The Senate reconvenes on Monday to face one of its most volatile stretches in recent memory, a chamber fractured by the events of recent months and burdened by the full weight of a long-in-the-making crisis.
What was once defined by deliberation and institutional dignity has devolved into a circus of rival factions, naked power struggles and a vanishing distinction between those who hold power and those who would seize it.
The numbers reveal the starkest part of the story. A razor-thin margin separates the majority bloc from the minority, a situation that can shift the balance of power overnight.
Every senator becomes a swing vote, every session day a latent rupture.
The Senate is “perniciously polarized,” according to a political analyst, and the divide is structural, running through the chamber’s very capacity to function as a legislative body.
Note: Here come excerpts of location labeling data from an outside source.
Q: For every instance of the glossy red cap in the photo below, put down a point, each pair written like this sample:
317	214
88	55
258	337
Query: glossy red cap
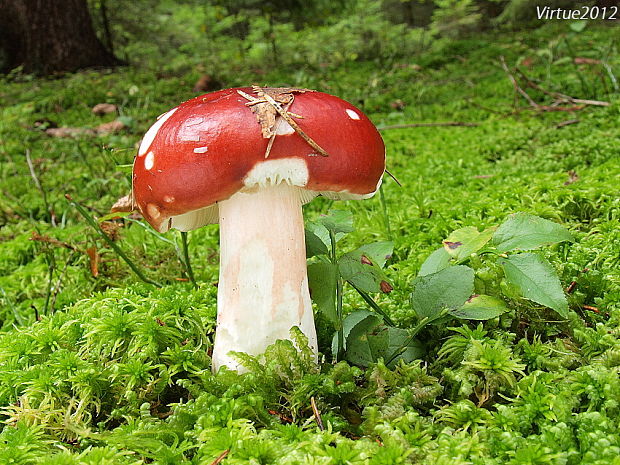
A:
212	146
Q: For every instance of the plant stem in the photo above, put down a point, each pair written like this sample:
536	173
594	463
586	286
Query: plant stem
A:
370	301
186	261
412	334
386	218
89	219
334	259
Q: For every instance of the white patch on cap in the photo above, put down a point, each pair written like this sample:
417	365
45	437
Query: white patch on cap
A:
153	211
293	171
148	138
149	161
352	114
283	128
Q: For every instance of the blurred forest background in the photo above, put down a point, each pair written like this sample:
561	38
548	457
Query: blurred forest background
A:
223	38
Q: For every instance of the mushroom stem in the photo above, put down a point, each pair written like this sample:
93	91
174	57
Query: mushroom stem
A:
263	285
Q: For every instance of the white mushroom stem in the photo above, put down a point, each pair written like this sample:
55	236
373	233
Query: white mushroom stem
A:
263	285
When senators are segregated into rival factions with competing strategic interests, legislative outcomes are compromised and the institution’s credibility suffers.
The immediate flashpoint is Vice President Sara Duterte’s impeachment trial.
The Senate, having constituted itself into an impeachment court, now faces the burden of managing that responsibility while its leadership is under active contest.
The impeachment trial cannot define the Senate since the institution is more than any one individual, according to a political pundit. It has bigger legislative functions, in that it still has to deliberate on the budget, attend to pending legislation and perform oversight functions that must not pause for political warfare.
Intense politicking, however, is a given. The government’s recent legal and political moves against members of the majority have only added fuel to an already volatile situation.
The actions against certain senators are recalibrating the chamber’s arithmetic. Senators facing legal exposure have heightened personal stakes in the leadership contest, making any prospect of bipartisan realignment harder to achieve.
The developments in the Senate show that as early as two years before the crucial May 2028 polls, major factions are betting all in, since the Vice President, despite the impeachment trial, remains a potent electoral figure.
In poker, players who believe they hold a strong hand do not fold under pressure — they raise the ante instead.
The risk is that a game played this aggressively in the Senate will cause damage that will outlast any individual political outcome.
Burned relationships, broken procedural norms, and an exhausted public trust are the probable collateral costs of confrontational politics played to the hilt.
However, it would be up to the chamber’s leadership to transcend factional frictions and find the political space to realign the senators toward collaborative rather than adversarial conduct.
The chamber’s temperature needs a reset. Whether a positive realignment is achievable given the current balance of forces, is a separate and harder question.
Monday’s session opens against a backdrop of institutional strain that no single vote or maneuver will likely fully resolve.
It appears that for the first time in its recent history, the Senate is at war with itself.
Holding the Senate together will require a conspicuously scarce quality: statesmanship.